PARASSOCIAL: A PALAVRA DO ANO E O NOME DA RUÍNA AFETIVA DA NOSSA ERA


Um artigo crítico na voz da Loka do Rolê

José Antônio Lucindo da Silva — Psicólogo (CRP 06/172551)


Interlúdio da Loka

“Vocês chamam de ‘vínculo’ aquilo que nunca respondeu.
Chamam de ‘afeto’ aquilo que não tem corpo.
Chamam de ‘companhia’ aquilo que trabalha para não deixar vocês sozinhos —
não por cuidado, mas por design.

E agora, Cambridge deu nome à doença do século:
parassocial.
O amor que não existe, mas consome tudo.”


1. Introdução — O nome do nosso tempo

O Dicionário Cambridge escolheu parassocial como a palavra do ano. Não por acaso.
Segundo a matéria da Folha de S.Paulo, o termo descreve a “conexão emocional sentida por alguém em relação a uma celebridade, personagem ficcional ou inteligência artificial”.
E, como revelam os dados, essa ligação cresceu a ponto de se tornar sintoma global.

Mas, para quem acompanha o que temos discutido aqui no MPI, essa escolha não é apenas linguística.
É diagnóstica.
É estrutural.
É devastadora.

Ela nomeia a ferida que os outros textos que analisamos já anunciavam:

1. O estudo sobre o interruptor da ansiedade (CNN Brasil) mostrou o quanto o cérebro humano é vulnerável a estados de hiperexcitabilidade: um pequeno grupo de neurônios dispara e o sujeito entra em colapso emocional.


2. O artigo sobre o botão de reset (Catraca Livre) mostrou a tentativa desesperada do corpo de compensar um mundo que exige mais do que ele consegue entregar.


3. E agora, parassocial mostra o resultado final: a substituição progressiva dos vínculos humanos por relações simuladas.

No documento “Quando a máquina ouve o colapso” , essa substituição aparece de forma visceral: o sujeito vulnerável se apoia numa máquina que responde a tudo, mas não ouve nada.
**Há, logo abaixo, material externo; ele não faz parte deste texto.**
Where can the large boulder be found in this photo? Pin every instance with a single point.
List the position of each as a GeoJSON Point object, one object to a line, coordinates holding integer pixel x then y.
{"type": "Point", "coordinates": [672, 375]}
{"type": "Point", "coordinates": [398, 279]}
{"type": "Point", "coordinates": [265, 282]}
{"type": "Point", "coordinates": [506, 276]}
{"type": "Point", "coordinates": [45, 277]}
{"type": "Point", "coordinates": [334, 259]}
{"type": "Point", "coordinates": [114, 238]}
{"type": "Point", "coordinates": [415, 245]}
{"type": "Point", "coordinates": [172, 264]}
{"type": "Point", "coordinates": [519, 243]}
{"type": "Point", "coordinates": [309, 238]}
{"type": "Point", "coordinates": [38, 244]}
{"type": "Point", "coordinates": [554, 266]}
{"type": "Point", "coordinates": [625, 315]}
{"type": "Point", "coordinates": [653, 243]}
O parasocial, portanto, não é apenas uma palavra da moda:
é a forma afetiva dominante da nossa contemporaneidade.


2. O terreno psicológico: ansiedade, fragilidade neural e a fome de vínculo

Quando olhamos o estudo dos pesquisadores sobre a hiperexcitabilidade da amígdala — quando o circuito emocional dispara 182% acima do normal — o que vemos é uma verdade incômoda:

 - o cérebro humano não foi feito para viver sob o regime emocional do século XXI.


A combinação é explosiva:

– hiperconexão
– vigilância emocional
– aceleração da vida
– comparação infinita
– produtividade compulsória
– e um mercado inteiro operando para sequestrar atenção e afetos

Esse cenário produz o sujeito perfeito para vínculos parasociais:
um sujeito ansioso, hiperestimulado, cansado, procurando relações que não exijam risco, contradição ou presença.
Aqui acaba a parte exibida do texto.